If global growth slows below a 2.5% rate, that would mean a recession.
“At 3% growth, there is no room for policy mistakes and an urgent need for policymakers to cooperatively de-escalate trade and geopolitical tensions,” said Gita Gopinath, the IMF’s chief economist, at a press briefing
The IMF’s latest World Economic Outlook shaved global growth this year by 0.2 percentage points and 0.1 percentage point next year, compared with the organization’s view from July.
The IMF’s pessimism didn’t deter a rally in risk assets, with the Dow industrials /zigman2/quotes/210598065/realtime DJIA +0.33% surging on Tuesday.
Growth was projected to be slower in 2019 in almost every major country except Brazil.
World trade volume growth in the first half of 2019 was 1%, the weakest level since 2012.
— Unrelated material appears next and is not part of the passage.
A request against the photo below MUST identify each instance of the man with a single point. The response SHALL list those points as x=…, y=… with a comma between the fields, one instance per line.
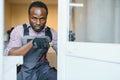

If all possible U.S. and China’s trade tariffs are put in place, it will reduce global growth by 0.8% by 2020, the IMF said.
The pessimism was stark for China with output forecast down by 0.3 percentage points this year and 0.2 percentage points next year to a 5.8% growth rate.
China has been hit by higher U.S. import tariffs but also slowing domestic demand following needed measures to rein in debt, the IMF said.
The misery is spreading through Asia, with downward revisions for growth for Hong Kong, South Korea, and Singapore.
Projected growth in Saudi Arabia was cut by 1.7 percentage points this year and output growth in India was cut by 0.9 percentage points.
For 2020, global growth is projected to improve modestly to 3.4% rate, but this optimism looks “precarious,” Gopinath said.